Two years ago I wrote about the IRS making pre-packaged conservation easement deals (known as “syndicated conservation easements”) in my article The IRS Leaves A Lump Of Coal For Syndicated Conservation Easements In Notice 2017-10.
These are basically deals where the promoter takes piece of property of dubious value, sticks it into an LLC, and then sells shares of the LLCs to folks needing year-end tax shelters. The promoter then gives an easement on the property which “conserves” it for some public purpose, such as to preserve wetlands, and — Voila! — a deduction is created for the LLC for some crazy value, which is then passed through to the folks needing deductions. In Notice 2017-10, the IRS made these deals “Listed Transactions”, which in English is the IRS’s way of saying, “these deals are abusive, so quit doing them.”
Fast-forward two years to a new holiday season, the holidays being for the profits generated by the sales of year-end tax shelters of all shapes and sizes, and we have reason to revisit syndicated conservation easements. This year’s Santa Claus is not the IRS, but instead the Department of Justice, which has filed a complaint seeking to stop a group out of Georgia from continuing to sell conservation easement deals. You can read the complaint here, which contains the DOJ’s allegations of how the group operated.
Named in the complaint as defendants are Nancy Zak, Claud Clark III, Ecovest Capital, Inc., Alan N. Solon, Robert M. McCullough, and Ralph R. Teal Jr.
The complaint alleges that as early as 2009, Zak start organizing and selling syndicated conservation easements. In 2010, Zak started working with defendants Clark (a real estate appraiser) and Colon to further promoter syndicated conservation easements. Eventually, the balance of the defendants joined the scheme and also promoted or assisted with the tax shelter. Among other things, the complaint alleges that the appraisals were unrealistically high and other false representations of value were made.
The group advertised conservation easements through the following subtle advertisement, which is included in the complaint:
The complaint alleges that the defendants’ conservation easement deals “lack economic substance and are shams”, mainly because they were organization for no bona fide business purpose but rather simply to serve as tax shelters. The complaint also alleges that the defendants promoted at least 96 syndicated conservation easement deals that lead to over $2 billion — yep, billion with a “b” — in questionable charitable deductions.
The most amazing thing is that after Notice 2017-10 came out in 2016, the defendants continued to promote these deals, according to the complaint, to the tune of 27 additionally conservation easement deals after Notice 2017-10 was released. This was not only stopping at the red light, but blasting through the intersection at 100 mph in a school zone.
The DOJ seeks an injunction against the defendants to finally make them stop selling syndicated conservation easement deals, and to quit providing wild appraisals for folks to rely upon in filing their tax returns. Interestingly, the DOJ also seeks an injunction against Clark, the real estate appraiser, for being a “tax return preparer” by way of his providing appraisals that were relied upon by taxpayers.
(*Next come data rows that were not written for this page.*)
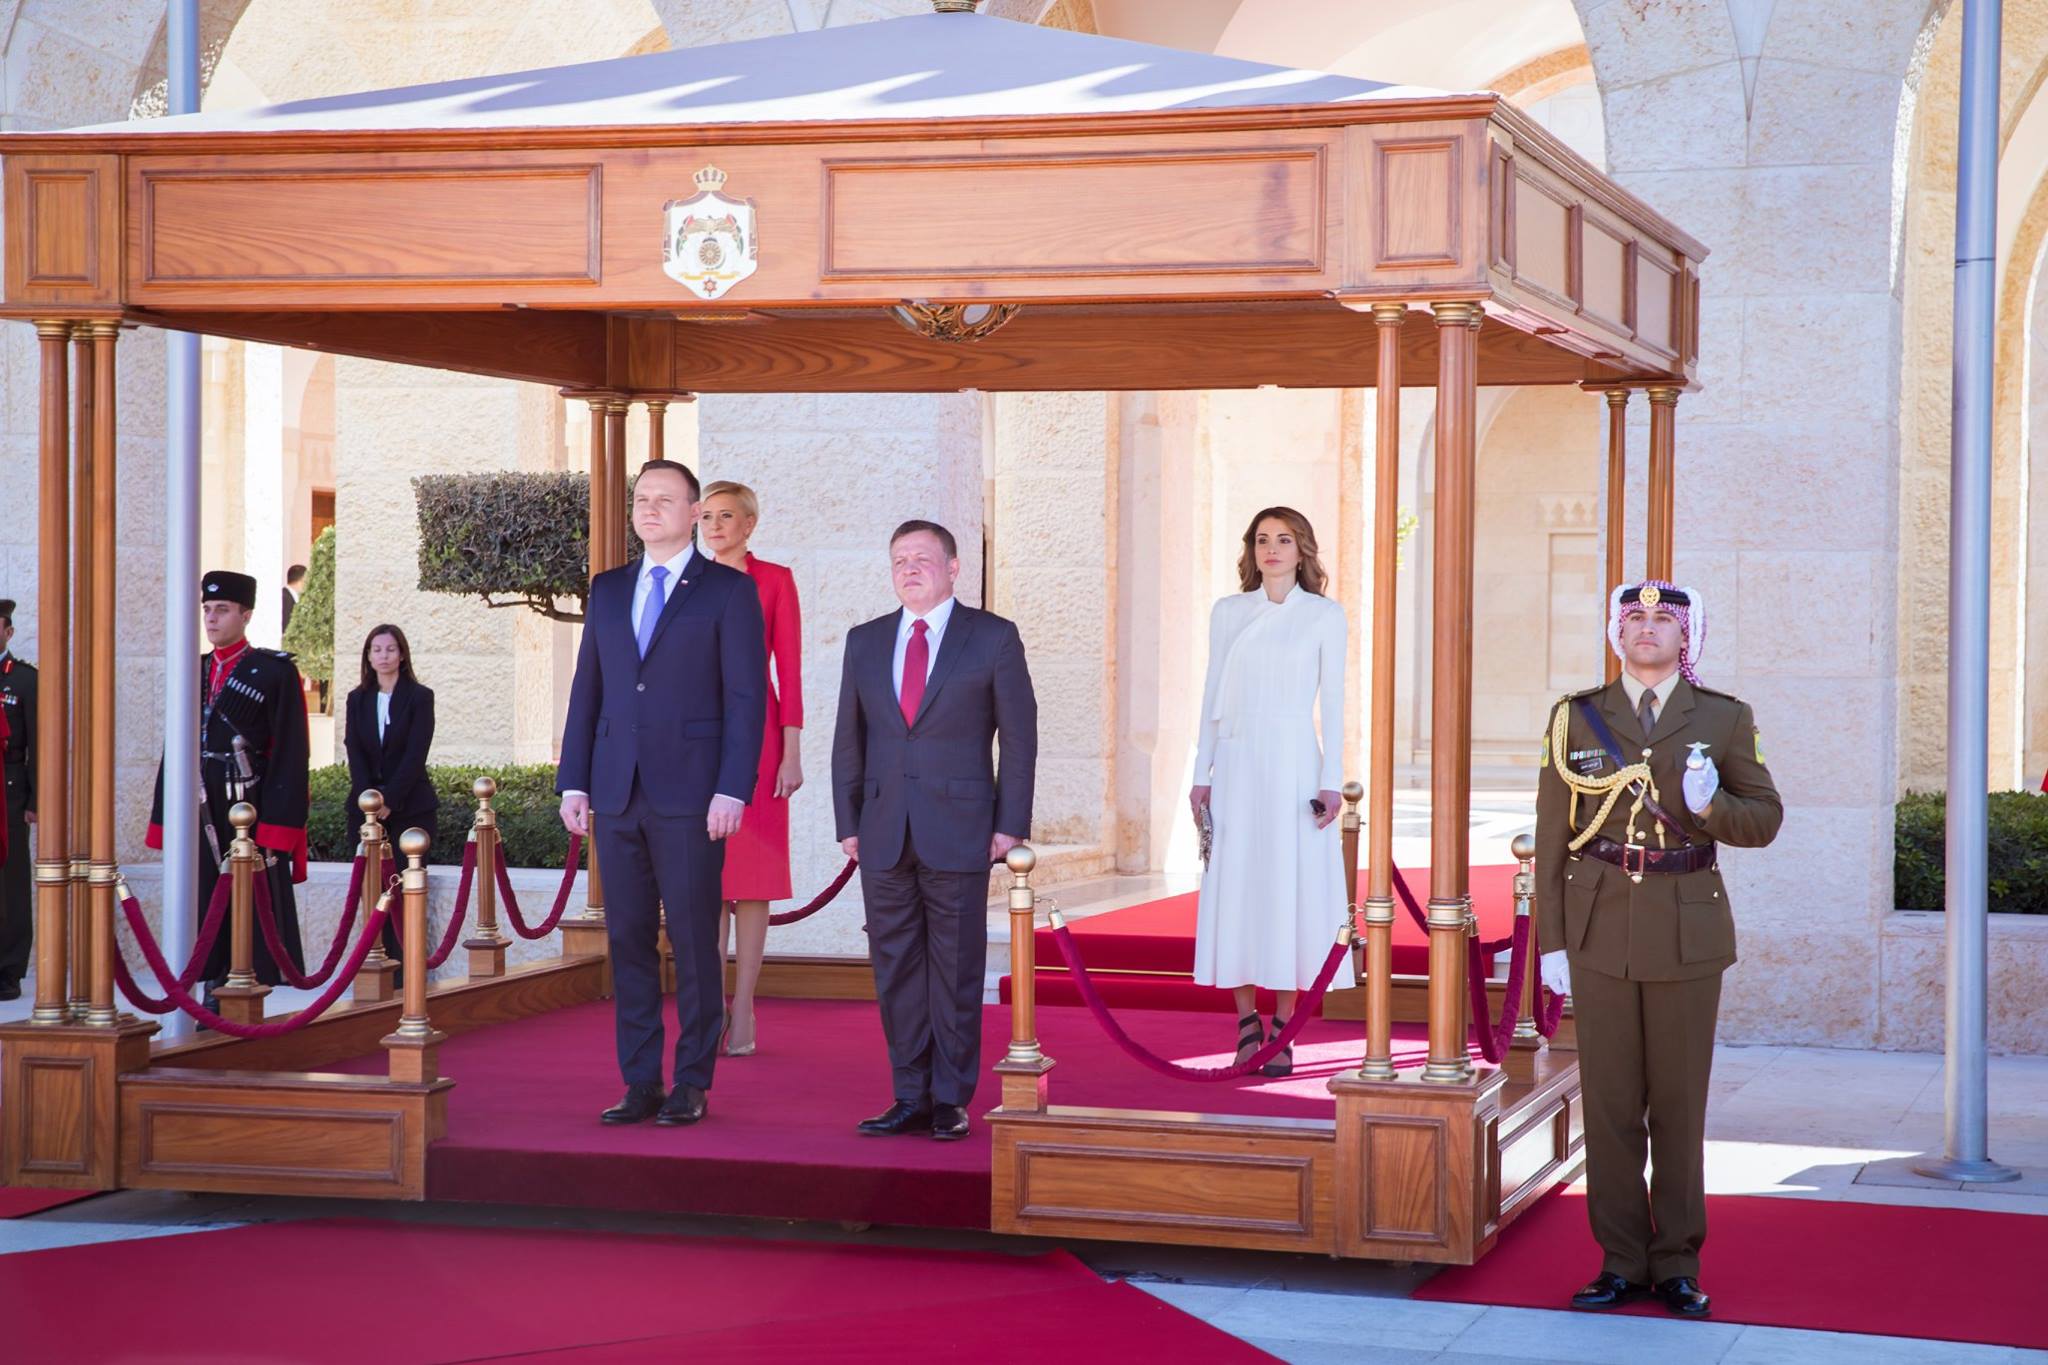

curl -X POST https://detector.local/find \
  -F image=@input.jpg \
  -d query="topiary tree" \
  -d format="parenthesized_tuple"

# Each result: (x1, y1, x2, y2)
(282, 525, 336, 684)
(414, 471, 638, 624)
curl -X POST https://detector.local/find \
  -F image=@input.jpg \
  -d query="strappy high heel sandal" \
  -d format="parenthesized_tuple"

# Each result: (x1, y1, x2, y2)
(1261, 1014, 1294, 1077)
(1234, 1012, 1264, 1068)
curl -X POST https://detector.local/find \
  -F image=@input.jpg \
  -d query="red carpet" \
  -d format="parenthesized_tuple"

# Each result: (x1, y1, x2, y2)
(330, 996, 1462, 1228)
(0, 1217, 1274, 1363)
(1416, 1188, 2048, 1350)
(1007, 864, 1516, 1012)
(0, 1187, 98, 1218)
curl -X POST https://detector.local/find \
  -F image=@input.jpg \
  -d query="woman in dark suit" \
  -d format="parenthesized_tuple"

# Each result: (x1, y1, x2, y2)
(345, 625, 437, 954)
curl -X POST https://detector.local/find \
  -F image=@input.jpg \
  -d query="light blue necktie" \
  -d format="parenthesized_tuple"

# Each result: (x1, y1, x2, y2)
(636, 564, 669, 658)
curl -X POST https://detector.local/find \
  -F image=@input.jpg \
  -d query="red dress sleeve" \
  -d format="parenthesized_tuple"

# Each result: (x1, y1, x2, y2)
(750, 556, 803, 732)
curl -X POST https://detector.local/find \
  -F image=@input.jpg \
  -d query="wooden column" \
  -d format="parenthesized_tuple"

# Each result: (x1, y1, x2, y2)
(463, 775, 509, 978)
(66, 325, 93, 1022)
(1645, 386, 1679, 582)
(992, 845, 1054, 1111)
(1424, 301, 1479, 1085)
(1358, 302, 1405, 1081)
(30, 322, 71, 1025)
(85, 322, 119, 1027)
(604, 399, 630, 564)
(645, 398, 667, 464)
(212, 804, 269, 1024)
(1603, 388, 1629, 684)
(382, 828, 446, 1084)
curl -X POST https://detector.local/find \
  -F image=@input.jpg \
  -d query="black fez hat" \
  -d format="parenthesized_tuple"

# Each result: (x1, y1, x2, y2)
(1618, 583, 1689, 610)
(0, 599, 14, 622)
(201, 571, 258, 609)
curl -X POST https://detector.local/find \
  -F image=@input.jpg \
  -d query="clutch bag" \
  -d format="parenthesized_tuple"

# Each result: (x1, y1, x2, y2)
(1196, 802, 1214, 868)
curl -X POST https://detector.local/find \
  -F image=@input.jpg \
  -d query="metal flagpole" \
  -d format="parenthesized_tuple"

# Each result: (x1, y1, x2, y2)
(1914, 0, 2017, 1184)
(159, 0, 203, 1042)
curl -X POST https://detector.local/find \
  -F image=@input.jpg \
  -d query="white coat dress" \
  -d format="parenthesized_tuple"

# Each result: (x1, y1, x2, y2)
(1192, 583, 1348, 991)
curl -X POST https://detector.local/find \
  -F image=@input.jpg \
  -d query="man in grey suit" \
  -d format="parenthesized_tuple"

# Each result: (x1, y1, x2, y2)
(833, 520, 1036, 1141)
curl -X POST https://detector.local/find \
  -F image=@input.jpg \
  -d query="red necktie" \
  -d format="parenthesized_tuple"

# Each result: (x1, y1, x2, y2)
(899, 619, 929, 726)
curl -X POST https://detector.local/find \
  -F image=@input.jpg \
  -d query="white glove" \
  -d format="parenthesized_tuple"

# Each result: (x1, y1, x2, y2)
(1681, 755, 1720, 815)
(1539, 950, 1571, 998)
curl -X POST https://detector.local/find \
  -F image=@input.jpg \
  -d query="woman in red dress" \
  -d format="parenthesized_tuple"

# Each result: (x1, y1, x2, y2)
(699, 481, 803, 1056)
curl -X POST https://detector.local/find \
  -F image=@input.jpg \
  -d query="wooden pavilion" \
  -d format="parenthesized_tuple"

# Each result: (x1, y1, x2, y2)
(0, 4, 1700, 1265)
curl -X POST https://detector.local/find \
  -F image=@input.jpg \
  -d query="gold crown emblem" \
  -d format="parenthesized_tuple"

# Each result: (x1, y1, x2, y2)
(693, 165, 728, 192)
(1637, 584, 1661, 608)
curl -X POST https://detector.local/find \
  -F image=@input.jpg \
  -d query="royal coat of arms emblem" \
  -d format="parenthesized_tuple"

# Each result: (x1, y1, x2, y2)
(662, 166, 758, 300)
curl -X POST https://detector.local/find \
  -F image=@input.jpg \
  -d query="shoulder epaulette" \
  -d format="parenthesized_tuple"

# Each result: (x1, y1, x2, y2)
(1689, 682, 1738, 702)
(257, 646, 295, 661)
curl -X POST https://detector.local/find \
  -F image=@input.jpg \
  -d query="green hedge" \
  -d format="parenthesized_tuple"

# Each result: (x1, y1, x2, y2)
(1895, 791, 2048, 914)
(306, 763, 574, 870)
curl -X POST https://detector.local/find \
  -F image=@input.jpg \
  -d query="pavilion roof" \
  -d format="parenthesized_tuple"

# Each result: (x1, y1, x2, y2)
(65, 12, 1462, 138)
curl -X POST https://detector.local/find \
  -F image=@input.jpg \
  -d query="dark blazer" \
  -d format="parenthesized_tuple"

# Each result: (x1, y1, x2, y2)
(557, 548, 767, 818)
(344, 677, 437, 841)
(832, 601, 1036, 875)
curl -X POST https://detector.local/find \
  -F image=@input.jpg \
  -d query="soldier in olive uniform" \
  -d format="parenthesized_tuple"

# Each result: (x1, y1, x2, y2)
(0, 599, 35, 1001)
(1534, 580, 1781, 1320)
(146, 572, 310, 992)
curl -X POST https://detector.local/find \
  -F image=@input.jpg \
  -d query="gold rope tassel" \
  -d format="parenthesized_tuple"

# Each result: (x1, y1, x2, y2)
(1547, 701, 1661, 852)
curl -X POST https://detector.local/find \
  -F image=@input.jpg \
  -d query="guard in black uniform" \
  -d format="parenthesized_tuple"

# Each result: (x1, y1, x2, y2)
(0, 598, 35, 1001)
(147, 572, 309, 988)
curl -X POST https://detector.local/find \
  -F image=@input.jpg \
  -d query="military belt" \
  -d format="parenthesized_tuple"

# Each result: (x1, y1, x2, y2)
(1579, 836, 1717, 880)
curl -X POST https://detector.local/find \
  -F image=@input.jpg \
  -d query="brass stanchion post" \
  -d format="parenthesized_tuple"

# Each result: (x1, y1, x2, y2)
(992, 845, 1054, 1111)
(352, 791, 399, 1002)
(212, 803, 269, 1025)
(383, 828, 446, 1084)
(1506, 833, 1543, 1082)
(464, 776, 509, 978)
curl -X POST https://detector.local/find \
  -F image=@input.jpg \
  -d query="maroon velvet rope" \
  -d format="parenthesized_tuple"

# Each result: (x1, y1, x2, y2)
(389, 840, 476, 969)
(768, 857, 858, 927)
(115, 886, 392, 1036)
(1386, 864, 1564, 1054)
(1050, 924, 1351, 1082)
(253, 855, 366, 990)
(105, 874, 246, 1014)
(491, 834, 584, 939)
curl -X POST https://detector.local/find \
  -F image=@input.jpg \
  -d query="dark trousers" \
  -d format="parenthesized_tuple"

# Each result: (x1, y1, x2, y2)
(862, 839, 992, 1108)
(1571, 964, 1722, 1284)
(597, 780, 724, 1091)
(0, 763, 29, 985)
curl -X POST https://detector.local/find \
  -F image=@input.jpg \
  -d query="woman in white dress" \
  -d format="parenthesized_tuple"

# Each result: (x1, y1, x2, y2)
(1189, 507, 1347, 1076)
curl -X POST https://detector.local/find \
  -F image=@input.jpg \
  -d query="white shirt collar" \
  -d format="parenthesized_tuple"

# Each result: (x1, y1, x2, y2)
(898, 594, 957, 637)
(1619, 668, 1681, 711)
(639, 545, 695, 584)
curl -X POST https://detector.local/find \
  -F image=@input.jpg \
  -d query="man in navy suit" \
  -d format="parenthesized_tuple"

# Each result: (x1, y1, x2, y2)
(558, 460, 766, 1127)
(832, 520, 1036, 1141)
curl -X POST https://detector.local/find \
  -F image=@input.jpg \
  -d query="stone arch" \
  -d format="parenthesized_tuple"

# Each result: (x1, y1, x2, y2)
(1894, 1, 2048, 792)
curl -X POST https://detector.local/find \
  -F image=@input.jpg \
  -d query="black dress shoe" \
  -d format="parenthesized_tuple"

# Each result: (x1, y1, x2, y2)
(931, 1103, 970, 1141)
(857, 1100, 933, 1136)
(655, 1085, 708, 1126)
(600, 1083, 666, 1125)
(1570, 1271, 1650, 1310)
(0, 980, 20, 1002)
(1654, 1276, 1711, 1317)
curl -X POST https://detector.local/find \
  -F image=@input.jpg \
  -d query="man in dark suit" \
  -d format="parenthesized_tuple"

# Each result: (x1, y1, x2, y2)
(558, 460, 765, 1128)
(832, 520, 1036, 1142)
(281, 564, 306, 635)
(0, 598, 35, 1001)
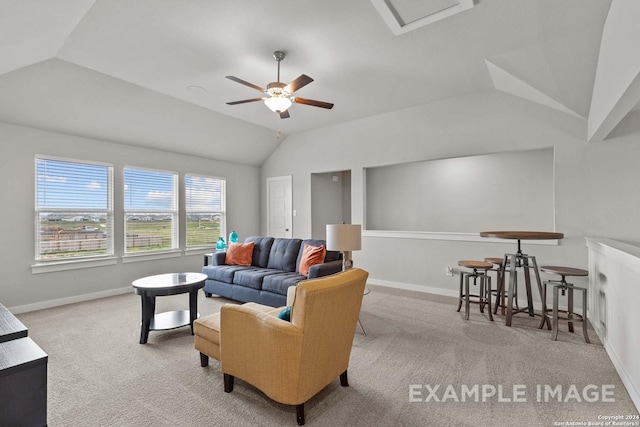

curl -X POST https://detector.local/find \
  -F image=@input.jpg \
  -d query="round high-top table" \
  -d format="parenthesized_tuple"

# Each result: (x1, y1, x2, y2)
(132, 272, 207, 344)
(479, 231, 564, 327)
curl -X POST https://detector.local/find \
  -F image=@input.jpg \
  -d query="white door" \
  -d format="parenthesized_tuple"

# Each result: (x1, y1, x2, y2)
(267, 176, 293, 238)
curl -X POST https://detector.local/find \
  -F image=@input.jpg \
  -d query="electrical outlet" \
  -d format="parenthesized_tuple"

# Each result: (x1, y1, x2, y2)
(446, 266, 454, 277)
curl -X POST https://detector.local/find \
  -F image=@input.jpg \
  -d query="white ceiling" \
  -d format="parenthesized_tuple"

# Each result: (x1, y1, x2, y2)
(0, 0, 613, 166)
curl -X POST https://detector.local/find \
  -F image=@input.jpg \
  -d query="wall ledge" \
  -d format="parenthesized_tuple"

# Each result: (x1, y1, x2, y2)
(364, 230, 559, 245)
(586, 237, 640, 274)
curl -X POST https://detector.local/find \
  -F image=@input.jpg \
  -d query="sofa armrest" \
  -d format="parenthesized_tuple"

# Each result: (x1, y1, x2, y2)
(212, 252, 227, 265)
(308, 259, 343, 278)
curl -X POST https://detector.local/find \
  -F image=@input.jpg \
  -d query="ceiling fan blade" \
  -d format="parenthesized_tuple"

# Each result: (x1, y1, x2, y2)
(279, 110, 290, 119)
(294, 97, 334, 109)
(284, 74, 313, 93)
(225, 76, 265, 92)
(226, 98, 264, 105)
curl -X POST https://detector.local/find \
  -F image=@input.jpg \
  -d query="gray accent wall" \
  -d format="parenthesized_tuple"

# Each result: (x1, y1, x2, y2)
(364, 148, 554, 232)
(310, 171, 352, 239)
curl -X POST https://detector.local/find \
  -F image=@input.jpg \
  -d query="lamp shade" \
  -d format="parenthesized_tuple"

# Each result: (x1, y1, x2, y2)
(326, 224, 362, 251)
(264, 96, 292, 113)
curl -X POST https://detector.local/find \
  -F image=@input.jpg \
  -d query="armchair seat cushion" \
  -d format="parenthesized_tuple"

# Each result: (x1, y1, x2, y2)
(194, 302, 278, 362)
(194, 311, 222, 346)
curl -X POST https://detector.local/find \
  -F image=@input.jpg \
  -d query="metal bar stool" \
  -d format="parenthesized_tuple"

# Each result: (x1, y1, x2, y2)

More devastating for these defendants, the DOJ also seeks disgorgement from the defendants of all the profits they made from these deals.
At the very least, this should finally put the kibosh on the sale of syndicated conservation easement deals, at least as to promoters who are smart enough not to want to end up on the similar end of a DOJ lawsuit.
But outside of these deals in particular, there is a special lesson here in the example of the real estate appraiser, Clark, who himself may not have promoted these deals but who is alleged to have provided the false factual basis that the other promoters relied upon in doing these deals. This should be a warning shot to similar professionals, not just real estate appraisers, but those who are relied upon in other iffy deals, such as the insurance actuaries that are relied upon for risk-pooled captive insurance companies electing under Internal Revenue Code 831(b).
There is also the issue of whether the DOJ’s action here is a harbinger of a return to their days of prolific “promoter injunction” lawsuits against the sellers of tax shelters. Or, for that matter, whether the DOJ will next go from seeking injunction to bringing criminal indictments against promoters of tax shelter deals.